Apr 14, 2004
Supreme Court arms the Securitisation Act
Three developments last week promise to further reform and mature India’s financial markets.
On April 8, India’s Supreme Court disposed off a case filed by Mardia Chemicals against a consortium of bankers led by ICICI Bank. The issue was whether the banks could sell the properties they had attached in satisfaction of the monies dues to them. The Hon’ble Court has determined, yes, the banks are free to sell the locked assets. The judgment interpreted some provisions of the Securitisation and Reconstruction of Financial Assets and Enforcement of Security Interests Act, 2002. More popularly, it is the Securitisation Act.

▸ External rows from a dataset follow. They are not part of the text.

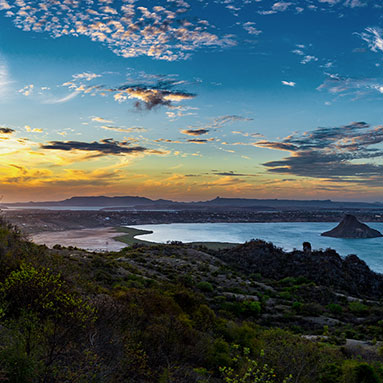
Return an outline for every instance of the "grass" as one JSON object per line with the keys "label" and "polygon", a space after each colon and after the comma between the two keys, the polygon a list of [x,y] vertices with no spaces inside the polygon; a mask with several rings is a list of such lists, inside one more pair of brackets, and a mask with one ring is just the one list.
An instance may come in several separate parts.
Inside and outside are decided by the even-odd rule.
{"label": "grass", "polygon": [[[116,241],[120,241],[123,243],[126,243],[127,245],[134,245],[134,244],[143,244],[143,245],[152,245],[153,242],[144,241],[142,239],[135,238],[137,235],[145,235],[145,234],[152,234],[153,231],[151,230],[141,230],[141,229],[134,229],[132,227],[118,227],[116,228],[117,232],[124,233],[124,235],[121,235],[120,237],[115,237]],[[238,245],[238,243],[228,243],[228,242],[192,242],[190,243],[192,246],[205,246],[209,250],[221,250],[221,249],[230,249],[232,247],[235,247]]]}

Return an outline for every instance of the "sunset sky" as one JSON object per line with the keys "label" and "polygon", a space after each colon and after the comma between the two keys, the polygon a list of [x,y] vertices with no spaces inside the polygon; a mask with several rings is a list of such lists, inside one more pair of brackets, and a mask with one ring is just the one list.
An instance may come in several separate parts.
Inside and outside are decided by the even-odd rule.
{"label": "sunset sky", "polygon": [[0,0],[3,201],[383,201],[380,0]]}

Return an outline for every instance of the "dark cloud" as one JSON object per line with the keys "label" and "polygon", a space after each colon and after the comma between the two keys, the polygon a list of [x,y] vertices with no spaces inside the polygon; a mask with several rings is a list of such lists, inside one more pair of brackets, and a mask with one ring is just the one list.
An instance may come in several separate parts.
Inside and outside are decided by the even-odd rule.
{"label": "dark cloud", "polygon": [[373,186],[382,184],[383,165],[371,163],[372,159],[383,158],[383,150],[374,146],[382,142],[382,126],[355,122],[291,135],[280,142],[259,141],[256,145],[292,153],[264,163],[269,172]]}
{"label": "dark cloud", "polygon": [[137,109],[151,110],[158,106],[171,108],[174,102],[191,100],[196,97],[194,93],[174,89],[179,84],[184,84],[184,82],[160,77],[155,84],[125,84],[108,90],[115,93],[114,98],[117,101],[124,101],[127,98],[136,99],[134,106]]}
{"label": "dark cloud", "polygon": [[214,141],[214,138],[209,138],[209,139],[191,138],[190,140],[187,140],[187,142],[191,142],[193,144],[207,144],[210,141]]}
{"label": "dark cloud", "polygon": [[188,136],[202,136],[209,133],[209,129],[184,129],[181,133],[187,134]]}
{"label": "dark cloud", "polygon": [[11,128],[0,128],[0,134],[12,134],[14,130]]}
{"label": "dark cloud", "polygon": [[[85,152],[98,152],[103,155],[136,154],[155,151],[148,150],[142,146],[130,146],[129,142],[119,142],[111,138],[101,140],[100,142],[81,142],[81,141],[51,141],[42,145],[42,149],[47,150],[80,150]],[[158,152],[159,153],[159,152]]]}
{"label": "dark cloud", "polygon": [[230,177],[256,177],[257,174],[246,174],[246,173],[236,173],[234,171],[227,171],[227,172],[213,172],[215,176],[230,176]]}

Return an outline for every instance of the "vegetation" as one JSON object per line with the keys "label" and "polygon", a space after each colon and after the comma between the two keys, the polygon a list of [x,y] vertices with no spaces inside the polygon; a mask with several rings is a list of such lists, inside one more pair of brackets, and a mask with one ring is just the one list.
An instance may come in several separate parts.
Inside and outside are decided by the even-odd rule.
{"label": "vegetation", "polygon": [[222,254],[180,243],[49,250],[1,222],[0,380],[383,381],[379,299],[265,278]]}

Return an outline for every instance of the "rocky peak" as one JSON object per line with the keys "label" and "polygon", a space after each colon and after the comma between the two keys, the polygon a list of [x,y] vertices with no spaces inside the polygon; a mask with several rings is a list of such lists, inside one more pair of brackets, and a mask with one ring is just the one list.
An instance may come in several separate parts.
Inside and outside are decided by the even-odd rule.
{"label": "rocky peak", "polygon": [[358,221],[351,214],[346,214],[337,227],[321,234],[325,237],[335,238],[376,238],[383,235],[375,229],[371,229],[366,224]]}

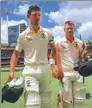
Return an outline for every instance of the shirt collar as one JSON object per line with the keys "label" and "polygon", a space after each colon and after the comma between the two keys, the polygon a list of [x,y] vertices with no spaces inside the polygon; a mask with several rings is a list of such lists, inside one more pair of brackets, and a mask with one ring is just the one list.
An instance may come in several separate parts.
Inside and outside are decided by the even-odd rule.
{"label": "shirt collar", "polygon": [[[32,32],[33,32],[33,31],[30,30],[29,27],[27,27],[27,29],[26,29],[26,33],[32,33]],[[40,32],[43,32],[43,28],[42,28],[42,27],[40,27]]]}

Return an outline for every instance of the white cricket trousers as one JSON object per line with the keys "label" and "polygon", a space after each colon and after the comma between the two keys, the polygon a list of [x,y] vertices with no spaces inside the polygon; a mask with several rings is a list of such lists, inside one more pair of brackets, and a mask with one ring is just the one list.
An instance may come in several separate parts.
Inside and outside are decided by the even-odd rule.
{"label": "white cricket trousers", "polygon": [[77,71],[64,72],[61,85],[64,100],[63,108],[85,108],[86,90],[83,84],[83,77]]}

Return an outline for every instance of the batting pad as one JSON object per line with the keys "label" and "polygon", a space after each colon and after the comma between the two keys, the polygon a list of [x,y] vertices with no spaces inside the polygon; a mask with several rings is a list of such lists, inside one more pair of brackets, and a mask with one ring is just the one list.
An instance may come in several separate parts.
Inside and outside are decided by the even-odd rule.
{"label": "batting pad", "polygon": [[39,92],[28,91],[25,92],[25,108],[41,108],[41,99]]}

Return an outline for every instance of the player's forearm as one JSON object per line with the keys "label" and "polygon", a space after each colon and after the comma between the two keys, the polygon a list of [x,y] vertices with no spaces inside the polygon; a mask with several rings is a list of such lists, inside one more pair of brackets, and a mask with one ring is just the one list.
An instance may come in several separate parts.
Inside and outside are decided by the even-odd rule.
{"label": "player's forearm", "polygon": [[10,72],[14,73],[15,71],[15,66],[17,64],[18,61],[18,57],[19,57],[19,52],[18,51],[14,51],[10,60]]}
{"label": "player's forearm", "polygon": [[61,56],[60,56],[60,50],[57,49],[56,51],[56,64],[58,67],[58,79],[62,80],[64,74],[63,74],[63,69],[62,69],[62,64],[61,64]]}

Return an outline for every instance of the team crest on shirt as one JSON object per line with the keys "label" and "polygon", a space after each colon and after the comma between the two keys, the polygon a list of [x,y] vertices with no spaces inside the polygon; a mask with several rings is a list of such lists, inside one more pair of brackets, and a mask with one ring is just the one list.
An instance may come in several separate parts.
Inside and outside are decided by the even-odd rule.
{"label": "team crest on shirt", "polygon": [[77,42],[75,42],[74,47],[78,48],[78,43]]}
{"label": "team crest on shirt", "polygon": [[32,41],[32,38],[30,36],[26,36],[25,40],[27,40],[29,42],[29,41]]}

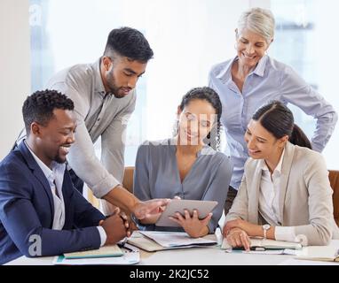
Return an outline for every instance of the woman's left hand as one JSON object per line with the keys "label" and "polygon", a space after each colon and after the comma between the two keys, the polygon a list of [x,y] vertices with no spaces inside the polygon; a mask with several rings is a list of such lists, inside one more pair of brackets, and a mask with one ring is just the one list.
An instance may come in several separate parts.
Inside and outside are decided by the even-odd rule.
{"label": "woman's left hand", "polygon": [[170,218],[179,224],[191,237],[198,238],[209,233],[209,227],[207,226],[212,215],[213,213],[209,213],[203,219],[199,219],[198,210],[194,210],[191,217],[188,210],[185,210],[184,216],[177,212],[175,214],[176,218],[170,217]]}
{"label": "woman's left hand", "polygon": [[262,236],[263,228],[259,225],[252,224],[240,218],[228,221],[224,226],[224,236],[233,228],[240,228],[245,231],[248,236]]}

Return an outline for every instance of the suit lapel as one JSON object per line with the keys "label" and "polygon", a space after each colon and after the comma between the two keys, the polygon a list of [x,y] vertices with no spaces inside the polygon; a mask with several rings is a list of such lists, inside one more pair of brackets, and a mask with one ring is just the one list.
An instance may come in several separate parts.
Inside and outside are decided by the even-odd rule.
{"label": "suit lapel", "polygon": [[[29,149],[27,148],[24,142],[21,142],[19,146],[19,150],[21,152],[23,157],[25,158],[28,168],[32,170],[33,175],[38,180],[38,181],[43,185],[43,189],[45,193],[47,194],[49,202],[50,202],[50,207],[51,215],[54,216],[54,201],[53,196],[51,195],[51,189],[48,183],[48,180],[46,177],[44,176],[43,171],[37,164],[36,161],[34,159],[32,154],[29,152]],[[51,219],[51,222],[53,222],[53,219]]]}
{"label": "suit lapel", "polygon": [[248,180],[250,190],[248,193],[248,221],[250,223],[258,223],[259,211],[259,189],[261,182],[262,169],[259,162],[256,162],[254,172],[248,176],[253,176],[253,180]]}
{"label": "suit lapel", "polygon": [[295,146],[288,142],[285,147],[284,159],[281,164],[281,173],[280,173],[280,189],[279,195],[279,207],[280,213],[281,217],[281,225],[284,226],[284,207],[285,207],[285,197],[286,191],[288,189],[289,174],[291,172],[293,158],[295,156]]}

The likes of Rasiklal Mardia of Mardia Chemicals are not easy to tame. They belong to the now diminishing tribe of entrepreneurs that sprouted in India’s protected economy that flourished till the 1990s. They sat blissfully forever behind a curtain of slack laws that helped them ignore repayment of huge loans they had taken. Banks’ non-performing assets [NPA] mushroomed, even as they stood wringing their hands.
When the Securitisation Bill was passed in Nov 2002, it permitted banks to attach properties of defaulters. Several thousand defaulters realised their game was up and came to the table for settlements. But Mr Mardia gave them a breather for he is an endlessly creative man. He appealed to the Supreme Court that while the law permitted banks to attach assets, they may not sell them. Defaulters scattered again hoping Mardia might win. The Court last week, disagreed with him, but curiously, speaking to Business Line, Mr Mardia has claimed that the verdict is a victory for him! He probably refers to the Judges permitting further appeals. Or his peculiarly innovative mind is searching for new loop-holes.
Be that as it may, it doesn’t bother the banks. They believe a great majority of defaulters will now return to the negotiating table. There are several hidden bonuses due to the comfort level banks now feel. Secure that their loans are safe, banks are likely to consider greater number of loan applications. With lending risk reducing, interest rates are likely to fall as well. Increase in credit and at cheap rates will spur investments and create jobs.